I'm really looking for any feedback as to whether to fit either the Dunlop or Firestone air suspension to our motorhome. 
The van has always been too low at the rear but I have decided to go down the route of air bags as opposed to leaf springs purely because of the fact they can be adjusted. 
Also it does seem that the air suspension is going to improve handling which would be a real benefit. 
Anyone have any views on these or other systems available? 
Price wise they are similar but I think that the Firestone version may have a longer warranty on the actual "bags"? 
Any help would be much appreciated. 

Not sure how relevant but our van is a Hobby 600 1989 LHD imported from Germany on a Fiat Ducato chassis (LWB) with a 2.5 non turbo Diesel (Iveco not Fiat) engine and column change manual gearbox. 
In it's unladen state the leaf springs are pretty much flat as opposed to their "normal" bent shape and worse, the last few inches near to the shackles are turning downwards instead of upwards!
We are hoping to get the suspension to rise around 2 or 3 inches I guess?

Thanks in anticipation 

Simon & Kerry :?


----------



## Autoquest (May 16, 2007)

http://www.marcleleisure.co.uk/store/air-suspensions-c-58.html


----------



## brillopad (Mar 4, 2008)

They are all much the same, and do the same job, that is stop the van from rolling about when you get overtaken by a lorry, they stiffen up the back and you can adjust the hight to a certain degree, iv'e got them and would'nt be without them. dennis


----------



## Roger7webster (Oct 10, 2006)

I have fitted both (to different vans) Dunlop have the better air hose connections 
Firestone have a cheaper selection of gauges 
As the previous poster mentioned Marcle Lesure is a good supplier and you can pick and mix sysems
Regards
Roger


----------



## Dougle (May 18, 2006)

Hi Simon & Kerry

I had these fitted to my 1993 Hymer [5.6m]. Improved it beyond all expectations.
>THESE<

Regards
Dave


----------



## Damchief (Oct 19, 2006)

I've recently fitted a Dunlop system from Marcle leisure.

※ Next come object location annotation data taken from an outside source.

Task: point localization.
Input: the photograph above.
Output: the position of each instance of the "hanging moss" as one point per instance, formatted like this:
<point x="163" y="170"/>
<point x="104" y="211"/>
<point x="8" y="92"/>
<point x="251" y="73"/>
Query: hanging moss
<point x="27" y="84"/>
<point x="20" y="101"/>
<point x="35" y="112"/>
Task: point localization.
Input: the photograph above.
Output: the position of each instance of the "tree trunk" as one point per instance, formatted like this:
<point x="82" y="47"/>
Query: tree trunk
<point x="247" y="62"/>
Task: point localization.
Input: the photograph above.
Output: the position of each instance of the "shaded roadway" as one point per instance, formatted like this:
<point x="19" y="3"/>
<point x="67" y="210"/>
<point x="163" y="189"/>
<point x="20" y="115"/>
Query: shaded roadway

Good value at 300 pounds for the kit delivered. Took a bit of fitting, but am happy with the end result.


----------



## pneumatician (May 1, 2005)

*Air Suspension.*

I have fitted both to my vans and they work. 
Difficult to compare because the Chassis were very different, Peugeot and Mercedes.
It was definately quicker to fit on the Pug (Firestone) but seems more substantial on the Merc (Dunlop).
I use a single air line thro a T to the units. My theory being one strut deflating when negotiating a corner etc would be more embarassing than both.
I agree the Dunlop fittings are better.
I should shop arround as I purchased my set at a very competitive price compared with normal list.

Steve


----------



## trek (May 1, 2005)

for a horror store with a guy using firstones on a Sprinter van in the states

read this :-

http://sprinter-source.com/forum/showthread.php?t=4622&highlight=firestone

It goes on a bit - 16 pages in total

My conclusion from this was that the Dunlop design appears to be a much better system for sprinters


----------



## Damchief (Oct 19, 2006)

I also would recommend "t" ing them together as you don't want just one losing it's pressure if a fault develops.


----------